Gian Lorenzo Bernini

Gian Lorenzo Bernini

Gian Lorenzo Bernini, a notable architect, great sculptor and prominent artist of Italy, was born on December 7, 1598 in Naples, Kingdom of Naples. Being a son of a sculptor, Bernini’s training started at a very early age and by the age of 10 he had made such impressive progress that he very skillfully sculpted a successful angel’s head in marble.

In 1608 Bernini moved to Rome with his father and managed to earn a lot of fame quite soon due to his exceptional skills and eye catching craft. There he attended a master class and made many sculptures including one of the pope. Bernini’s perfection and proficiency in his mastery with stone earned him enormous fame at very initial stage of his career. He very skillfully carved sculptures without any calculations and supplemental construction techniques at a majestic speed. Bernini not only paid keen attention to design but also kept tight grip on minute details as well. With a high degree of excellence he would surface the design contemplating a delicate connection between the skin of his statues and underlying muscles and bones. Due to his fervent attention towards these minute details, Bernini’s sculptures always stood out and set a new standard for smoother surfaces than ever.

Between 1618 and 1625 Gian Lorenzo Bernini’s statues and sculptures earned a tremendous vogue and adoration. Some of his famous mythological groups of sculptures include, “Aeneas and Anchises”, “Pluto and Persephone”, “Apollo and Daphne” and “David” for Cardinal Scipione Borghese. Even today admirers of art can witness these exuberant pieces of his talent at the Villa Borghese in Rome. These were the works that earned Bernini a lot of international recognition and he appeared as a prominent figure of art world throughout the globe.

Bernini was believed to be bestowed with innovative technical skills and fertile creativity and he made the best and most use of his talents not only in sculptures but in architecture as well and very competently managed to do justice to both of these professions of art. His inventive approach and fair dedication earned him a lot of success and honor in all the fields he laid his hands on.
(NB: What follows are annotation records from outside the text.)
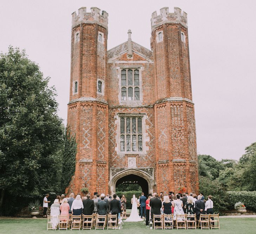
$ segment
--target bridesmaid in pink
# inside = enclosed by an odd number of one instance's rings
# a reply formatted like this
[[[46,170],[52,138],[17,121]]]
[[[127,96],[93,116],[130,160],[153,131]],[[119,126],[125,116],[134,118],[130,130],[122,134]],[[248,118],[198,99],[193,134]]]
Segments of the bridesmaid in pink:
[[[67,219],[68,219],[68,211],[69,210],[70,207],[68,203],[67,203],[67,199],[66,198],[63,199],[63,202],[60,205],[60,207],[61,212],[60,213],[61,215],[66,215]],[[66,220],[65,219],[61,219],[61,220]]]

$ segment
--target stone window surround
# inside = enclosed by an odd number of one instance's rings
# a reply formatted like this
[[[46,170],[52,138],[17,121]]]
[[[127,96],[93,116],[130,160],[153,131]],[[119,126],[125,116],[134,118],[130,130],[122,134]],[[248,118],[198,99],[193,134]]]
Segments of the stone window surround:
[[[140,117],[142,119],[142,151],[120,151],[120,136],[121,134],[120,130],[120,120],[122,117]],[[149,150],[148,146],[146,146],[146,142],[149,141],[149,136],[146,130],[149,129],[149,125],[146,125],[146,119],[147,118],[146,113],[139,113],[138,114],[128,113],[117,113],[114,117],[116,119],[115,124],[116,125],[116,147],[115,147],[115,151],[117,152],[118,156],[125,156],[125,155],[134,154],[144,155],[146,153],[146,152]]]
[[[77,34],[78,34],[78,39],[77,37]],[[80,40],[80,31],[76,31],[74,34],[74,40],[75,43],[77,43]]]
[[[99,81],[101,81],[101,92],[100,93],[98,92],[98,83]],[[104,95],[104,91],[105,89],[105,82],[104,81],[101,79],[98,78],[97,79],[97,94],[99,94],[100,95]]]
[[[76,93],[75,93],[75,83],[76,82],[77,82],[77,92]],[[72,89],[73,95],[74,95],[75,94],[77,94],[78,93],[78,80],[74,80],[73,81],[73,86]]]
[[[162,33],[162,40],[161,40],[160,41],[159,41],[159,34],[160,33]],[[160,42],[161,41],[163,41],[163,38],[164,38],[164,33],[163,33],[163,30],[161,30],[160,31],[158,31],[156,34],[156,40],[157,42],[158,43],[159,42]]]
[[[139,88],[139,100],[134,100],[132,101],[122,100],[121,72],[122,69],[127,69],[129,68],[134,69],[138,69],[139,70],[139,85],[136,86]],[[143,93],[142,91],[142,71],[144,71],[144,67],[143,66],[120,66],[117,67],[117,69],[118,71],[117,79],[118,80],[118,100],[119,100],[119,104],[121,105],[125,105],[132,106],[140,106],[142,105]]]
[[[99,34],[100,34],[101,35],[101,41],[99,41]],[[100,32],[99,31],[98,32],[98,41],[99,42],[100,42],[101,43],[102,43],[103,44],[104,44],[104,33],[102,33],[101,32]]]

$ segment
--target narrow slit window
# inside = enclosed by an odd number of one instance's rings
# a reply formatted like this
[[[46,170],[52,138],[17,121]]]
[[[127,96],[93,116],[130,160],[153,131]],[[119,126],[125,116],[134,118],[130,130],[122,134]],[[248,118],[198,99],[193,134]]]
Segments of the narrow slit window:
[[[99,41],[100,41],[100,42],[102,41],[102,35],[100,33],[99,34],[98,40],[99,40]]]
[[[121,139],[121,142],[120,144],[121,148],[120,149],[120,150],[121,151],[124,151],[124,135],[121,135],[120,139]]]
[[[123,87],[122,88],[122,100],[123,101],[126,100],[126,88]]]
[[[139,88],[135,87],[134,88],[134,96],[135,100],[139,100]]]
[[[142,151],[142,135],[138,136],[138,151]]]
[[[158,33],[158,40],[159,41],[163,40],[163,33]]]
[[[132,101],[133,97],[133,89],[132,87],[128,88],[128,101]]]
[[[77,93],[77,81],[75,82],[75,90],[74,93]]]
[[[137,139],[136,135],[132,135],[132,151],[137,151]]]
[[[100,81],[98,82],[98,93],[102,92],[102,82]]]

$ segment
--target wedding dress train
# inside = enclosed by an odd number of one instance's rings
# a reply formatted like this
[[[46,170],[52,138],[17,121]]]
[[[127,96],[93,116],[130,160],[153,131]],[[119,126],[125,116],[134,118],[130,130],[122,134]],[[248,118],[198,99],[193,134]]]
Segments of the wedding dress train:
[[[125,222],[139,222],[143,221],[144,219],[140,219],[139,214],[138,213],[137,209],[137,202],[135,198],[135,195],[133,195],[132,198],[132,211],[129,218],[127,218]]]

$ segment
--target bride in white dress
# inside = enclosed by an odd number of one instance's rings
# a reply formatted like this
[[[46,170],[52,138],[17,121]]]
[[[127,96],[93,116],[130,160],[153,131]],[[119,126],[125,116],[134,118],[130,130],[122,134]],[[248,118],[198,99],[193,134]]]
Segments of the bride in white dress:
[[[143,221],[144,219],[140,219],[138,213],[137,209],[137,199],[135,198],[135,195],[133,195],[132,200],[132,211],[129,218],[125,220],[125,222],[138,222]]]

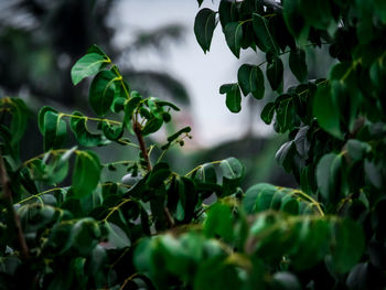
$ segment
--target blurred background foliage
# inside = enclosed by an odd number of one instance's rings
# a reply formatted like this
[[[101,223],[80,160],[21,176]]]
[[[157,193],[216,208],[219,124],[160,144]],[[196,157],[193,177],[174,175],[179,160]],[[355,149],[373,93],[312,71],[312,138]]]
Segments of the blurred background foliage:
[[[78,109],[90,115],[86,106],[88,84],[74,87],[69,71],[75,61],[96,43],[119,64],[122,75],[129,80],[132,89],[139,90],[144,96],[153,95],[172,99],[183,107],[182,114],[186,115],[192,98],[178,76],[154,69],[141,71],[133,67],[130,60],[143,51],[168,56],[168,44],[181,43],[186,30],[193,30],[193,28],[173,23],[173,19],[170,24],[151,31],[127,28],[127,33],[133,35],[132,41],[130,45],[118,47],[114,42],[117,28],[109,19],[114,18],[112,8],[119,2],[119,0],[2,0],[0,3],[0,96],[24,98],[32,110],[33,119],[36,118],[36,112],[43,105],[53,106],[64,112]],[[168,11],[160,11],[160,13],[168,13]],[[192,11],[192,14],[194,13],[195,11]],[[200,50],[199,45],[197,50]],[[313,63],[309,67],[309,77],[325,76],[328,73],[325,67],[330,66],[331,61],[323,56],[317,58],[314,55],[317,54],[312,50],[308,51],[308,57]],[[256,62],[258,58],[259,55],[250,52],[242,61]],[[232,74],[233,72],[229,72],[229,75]],[[292,80],[287,76],[285,86],[289,86]],[[196,85],[200,86],[200,84]],[[213,92],[213,97],[217,97],[217,94]],[[275,163],[274,157],[282,143],[282,137],[254,136],[251,122],[256,121],[256,115],[259,114],[262,105],[256,100],[248,103],[249,117],[245,121],[245,128],[240,128],[245,131],[242,138],[217,143],[210,149],[200,148],[196,142],[189,141],[191,144],[187,144],[187,150],[173,148],[165,159],[174,165],[176,171],[185,172],[187,168],[196,164],[233,155],[240,159],[247,168],[246,186],[256,182],[296,186],[293,179]],[[41,135],[34,126],[35,121],[31,121],[25,142],[22,143],[21,154],[24,159],[35,155],[42,148]],[[180,128],[181,125],[174,123],[172,127],[174,128],[170,128],[170,131],[176,127]],[[100,148],[99,153],[105,158],[103,160],[105,162],[122,157],[129,159],[133,154],[133,152],[122,152],[119,147],[108,152]],[[116,174],[124,174],[124,169],[118,170]]]

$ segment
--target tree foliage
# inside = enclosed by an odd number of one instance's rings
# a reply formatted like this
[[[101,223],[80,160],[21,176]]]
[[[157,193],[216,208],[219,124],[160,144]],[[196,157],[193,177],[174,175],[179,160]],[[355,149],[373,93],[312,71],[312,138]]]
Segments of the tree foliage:
[[[20,160],[29,110],[3,97],[0,288],[385,288],[385,9],[376,0],[244,0],[196,17],[204,52],[219,21],[236,57],[248,47],[266,54],[261,64],[243,64],[219,93],[238,112],[242,94],[262,98],[268,80],[276,97],[261,119],[288,133],[276,159],[298,189],[244,190],[245,168],[232,157],[174,172],[163,155],[191,138],[190,128],[162,146],[144,137],[179,108],[131,90],[96,45],[72,79],[93,78],[97,117],[43,107],[42,154]],[[321,45],[336,64],[308,79],[304,49]],[[283,86],[288,68],[296,86]],[[66,148],[68,127],[79,147]],[[135,148],[138,160],[103,163],[87,149],[111,143]],[[100,178],[117,167],[128,171],[122,180]]]

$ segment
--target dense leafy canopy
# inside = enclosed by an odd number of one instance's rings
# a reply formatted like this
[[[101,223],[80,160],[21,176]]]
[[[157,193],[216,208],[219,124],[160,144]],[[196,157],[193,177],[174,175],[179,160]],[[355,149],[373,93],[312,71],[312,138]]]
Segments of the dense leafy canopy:
[[[94,45],[72,79],[93,77],[98,117],[43,107],[42,154],[20,160],[29,110],[19,98],[0,100],[0,289],[385,288],[384,2],[223,0],[195,19],[204,52],[218,21],[236,57],[248,47],[266,54],[261,64],[243,64],[219,93],[238,112],[242,93],[264,98],[267,79],[276,95],[261,119],[288,132],[276,159],[299,189],[244,191],[235,158],[174,172],[162,158],[191,138],[190,128],[163,146],[143,138],[179,108],[130,90]],[[305,47],[321,45],[336,64],[308,79]],[[285,86],[288,68],[298,85]],[[67,126],[79,148],[66,148]],[[109,143],[138,149],[138,160],[103,164],[83,149]],[[118,165],[128,174],[101,180]]]

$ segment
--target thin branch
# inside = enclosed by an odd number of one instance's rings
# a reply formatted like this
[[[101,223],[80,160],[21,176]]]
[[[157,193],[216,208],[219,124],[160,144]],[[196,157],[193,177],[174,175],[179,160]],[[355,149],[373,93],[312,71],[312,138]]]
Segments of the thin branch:
[[[10,187],[10,181],[8,179],[8,174],[6,171],[4,160],[2,158],[1,150],[0,150],[0,179],[1,179],[3,196],[7,200],[8,211],[12,215],[13,224],[17,230],[17,239],[20,246],[21,256],[24,259],[29,259],[30,258],[29,248],[26,246],[24,234],[21,228],[19,215],[17,214],[17,211],[14,211],[14,207],[13,207],[12,191]]]
[[[280,3],[276,2],[275,0],[260,0],[261,4],[272,8],[276,11],[281,11],[282,7]]]
[[[133,131],[136,133],[139,148],[140,148],[141,152],[142,152],[142,157],[143,157],[143,159],[144,159],[144,161],[147,163],[148,171],[151,171],[151,163],[150,163],[149,153],[148,153],[148,150],[146,148],[144,140],[143,140],[143,136],[142,136],[142,131],[141,131],[141,125],[138,122],[137,118],[135,118],[135,117],[133,117],[133,120],[132,120],[132,129],[133,129]]]

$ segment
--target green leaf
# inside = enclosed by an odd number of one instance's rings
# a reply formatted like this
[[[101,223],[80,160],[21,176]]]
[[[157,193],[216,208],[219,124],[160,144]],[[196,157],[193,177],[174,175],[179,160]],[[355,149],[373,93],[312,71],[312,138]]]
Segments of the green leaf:
[[[197,192],[195,190],[194,183],[187,178],[181,178],[179,180],[179,195],[180,195],[180,221],[184,223],[190,223],[193,218],[194,208],[199,201]],[[181,212],[183,210],[183,212]],[[179,208],[178,208],[179,213]]]
[[[260,118],[261,120],[264,120],[265,123],[270,125],[274,118],[274,114],[275,114],[275,103],[270,101],[264,107]]]
[[[219,162],[219,170],[223,174],[223,178],[228,180],[240,180],[245,174],[245,168],[234,157],[222,160]]]
[[[131,92],[131,97],[125,103],[125,125],[130,129],[131,118],[135,110],[138,108],[138,105],[141,103],[142,97],[138,92]]]
[[[58,149],[66,139],[66,122],[62,119],[62,115],[57,115],[51,110],[44,114],[43,137],[44,151]]]
[[[373,0],[374,12],[377,13],[384,24],[386,24],[386,2],[384,0]]]
[[[251,93],[257,99],[261,99],[264,97],[264,75],[260,67],[243,64],[238,69],[237,78],[244,96]]]
[[[204,233],[210,238],[218,235],[226,241],[233,240],[233,218],[229,206],[215,203],[210,207],[204,222]]]
[[[143,136],[157,132],[162,127],[162,125],[163,125],[163,119],[160,120],[157,118],[151,118],[150,120],[147,120],[141,132]]]
[[[194,20],[194,34],[204,53],[210,51],[213,31],[217,25],[216,12],[204,8],[200,10]]]
[[[173,110],[179,111],[180,108],[178,106],[175,106],[174,104],[170,103],[170,101],[165,101],[165,100],[158,100],[157,105],[160,107],[171,107]]]
[[[280,132],[286,132],[287,130],[292,130],[297,127],[297,114],[294,105],[294,96],[292,95],[281,95],[275,101],[276,105],[276,121],[280,128]]]
[[[71,230],[73,246],[81,255],[88,255],[98,244],[100,228],[94,218],[83,218]]]
[[[240,284],[236,267],[218,256],[205,259],[194,276],[194,290],[239,289]]]
[[[363,160],[366,157],[366,154],[372,151],[372,147],[368,143],[362,142],[356,139],[350,139],[346,144],[347,152],[354,161]]]
[[[101,130],[107,139],[117,141],[124,135],[124,126],[120,123],[112,123],[108,120],[103,121]]]
[[[278,45],[269,31],[268,21],[264,17],[254,13],[253,24],[256,37],[258,40],[257,46],[259,46],[264,52],[279,54]]]
[[[297,147],[293,141],[283,143],[275,154],[277,162],[285,168],[287,172],[291,171],[293,155],[297,152]]]
[[[26,108],[25,103],[20,98],[8,97],[7,100],[6,106],[10,106],[12,114],[12,121],[9,128],[12,136],[11,146],[17,146],[25,132],[30,111]]]
[[[73,185],[74,197],[81,198],[93,193],[99,182],[100,162],[92,151],[79,151],[76,155]]]
[[[110,109],[115,96],[115,82],[118,77],[110,71],[99,72],[89,87],[89,105],[98,116]]]
[[[230,1],[221,1],[218,6],[219,22],[225,29],[226,24],[229,22],[237,21],[237,4]]]
[[[298,278],[290,272],[276,272],[272,276],[274,290],[301,290],[301,283]]]
[[[179,138],[181,135],[183,133],[189,133],[192,130],[191,127],[184,127],[182,129],[180,129],[179,131],[176,131],[175,133],[171,135],[168,137],[168,142],[172,142],[174,141],[176,138]]]
[[[219,87],[219,94],[226,94],[226,107],[232,112],[242,110],[242,94],[237,84],[226,84]]]
[[[104,226],[107,229],[107,239],[110,246],[117,249],[130,247],[130,239],[119,226],[109,222],[105,222]]]
[[[304,50],[298,49],[290,52],[289,67],[297,79],[302,83],[308,75]]]
[[[86,121],[87,117],[85,117],[82,112],[74,111],[73,115],[81,117],[72,117],[69,121],[69,127],[79,144],[85,147],[96,147],[109,143],[109,141],[103,138],[101,135],[92,133],[88,131]]]
[[[52,111],[52,112],[57,112],[57,110],[55,110],[54,108],[51,108],[50,106],[43,106],[37,114],[37,127],[39,130],[41,131],[41,133],[44,133],[44,115],[47,111]]]
[[[299,12],[310,26],[320,30],[329,30],[333,21],[330,1],[325,0],[300,0]]]
[[[217,183],[217,175],[212,163],[202,164],[202,167],[196,171],[194,180],[200,180],[203,183]]]
[[[71,69],[71,78],[74,85],[81,83],[85,77],[97,74],[111,62],[106,60],[104,55],[97,53],[88,53],[78,60]]]
[[[331,227],[326,221],[310,221],[307,217],[299,227],[297,244],[293,245],[290,259],[294,269],[303,270],[317,265],[329,253]]]
[[[285,67],[280,57],[274,56],[267,64],[267,78],[272,90],[282,84]]]
[[[343,139],[340,127],[340,115],[331,95],[331,87],[322,85],[318,87],[313,100],[313,114],[319,126],[332,136]]]
[[[92,46],[88,47],[87,54],[89,54],[89,53],[96,53],[96,54],[105,56],[106,58],[108,57],[107,54],[96,44],[93,44]]]
[[[350,271],[361,259],[365,249],[365,237],[360,225],[343,219],[334,228],[332,267],[340,273]]]
[[[329,153],[319,161],[317,183],[328,202],[336,202],[347,194],[342,154]]]
[[[249,187],[243,200],[243,207],[247,214],[254,214],[268,210],[271,200],[277,193],[276,186],[268,183],[259,183]]]
[[[230,51],[238,58],[240,55],[242,40],[243,40],[243,28],[242,23],[229,22],[224,29],[225,40]]]

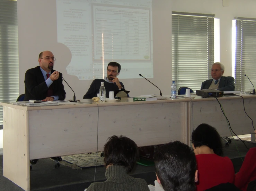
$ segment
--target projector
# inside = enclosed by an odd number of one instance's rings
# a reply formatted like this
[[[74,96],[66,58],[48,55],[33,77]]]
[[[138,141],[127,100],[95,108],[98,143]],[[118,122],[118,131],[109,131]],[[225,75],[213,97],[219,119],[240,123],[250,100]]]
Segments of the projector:
[[[196,94],[203,98],[209,97],[219,98],[223,96],[223,91],[217,90],[198,90],[196,91]]]

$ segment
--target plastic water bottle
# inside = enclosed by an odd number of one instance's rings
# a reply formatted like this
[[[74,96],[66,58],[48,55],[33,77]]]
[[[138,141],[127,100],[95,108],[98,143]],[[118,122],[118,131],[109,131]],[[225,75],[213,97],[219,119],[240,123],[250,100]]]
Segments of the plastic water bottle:
[[[106,89],[104,86],[104,82],[100,82],[101,86],[99,88],[99,101],[105,102],[106,101]]]
[[[171,97],[172,98],[175,98],[177,95],[177,89],[176,89],[177,86],[175,81],[173,81],[171,84]]]

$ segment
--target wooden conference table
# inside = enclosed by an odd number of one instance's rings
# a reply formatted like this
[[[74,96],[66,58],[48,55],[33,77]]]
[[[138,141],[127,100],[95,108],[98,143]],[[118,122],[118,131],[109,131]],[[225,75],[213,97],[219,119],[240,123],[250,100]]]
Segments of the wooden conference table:
[[[256,120],[256,96],[243,96],[246,111]],[[219,98],[234,131],[253,133],[241,97]],[[30,190],[29,159],[95,152],[107,139],[125,135],[138,146],[179,140],[188,144],[193,129],[205,123],[222,137],[231,135],[215,98],[201,97],[134,102],[25,107],[1,103],[3,111],[3,175]]]

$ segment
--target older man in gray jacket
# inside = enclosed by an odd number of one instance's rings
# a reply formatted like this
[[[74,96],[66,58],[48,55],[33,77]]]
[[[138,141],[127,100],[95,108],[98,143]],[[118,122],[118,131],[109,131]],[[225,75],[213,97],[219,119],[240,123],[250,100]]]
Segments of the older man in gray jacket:
[[[201,90],[217,89],[223,91],[234,91],[235,79],[232,76],[223,76],[225,67],[220,62],[212,65],[211,74],[212,79],[206,80],[202,83]]]

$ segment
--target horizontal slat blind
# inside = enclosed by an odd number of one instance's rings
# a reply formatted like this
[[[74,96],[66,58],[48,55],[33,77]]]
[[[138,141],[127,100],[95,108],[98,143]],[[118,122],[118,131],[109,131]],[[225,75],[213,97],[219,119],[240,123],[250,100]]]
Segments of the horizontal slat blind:
[[[0,0],[0,102],[15,101],[19,96],[18,46],[17,1]]]
[[[236,19],[236,90],[252,91],[253,87],[245,74],[256,84],[256,21]]]
[[[178,88],[200,89],[211,78],[214,62],[214,18],[211,16],[172,16],[173,79]]]

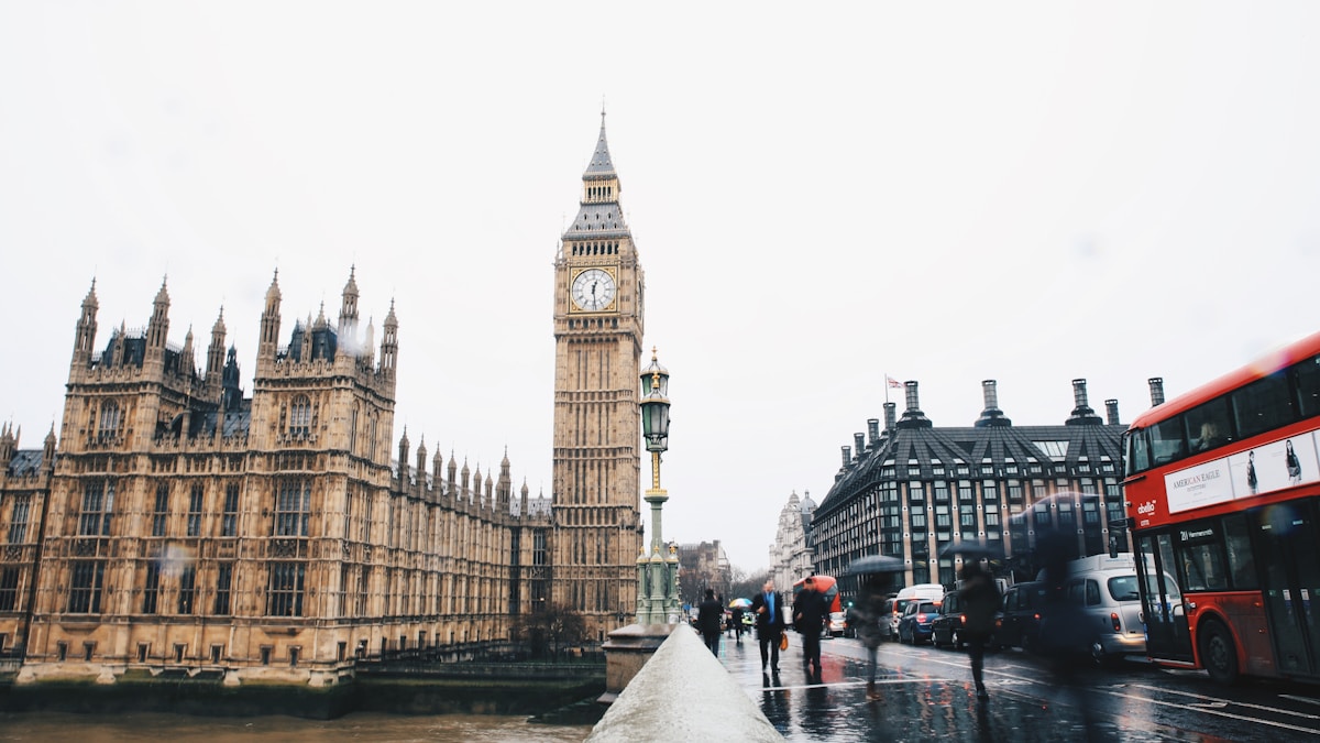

Moreover, in the field of architecture, Pope’s uninterrupted support brought Bernini a vast variety of commissions and he kept contributing his creations to architectural world with a tinge of good luck and greater degree of hard work.

Even though Bernini never got a professional training for architecture, he became the master builder of the church of St. Peter in Rome in 1629. However, his major architectural pieces count the mighty colonnades from 1667 and his buildings that reformed the cityscape of Rome and provided it with an altogether new outlook accompanied with splendid and eye catching views.

Other than sculptures and architecture, Gian Lorenzo Bernini painted more than 150 paintings and solidified his image as the greatest artists of his time with immense strength. He died at the age of 81 after a very long illness on November 28, 1680 in Rome.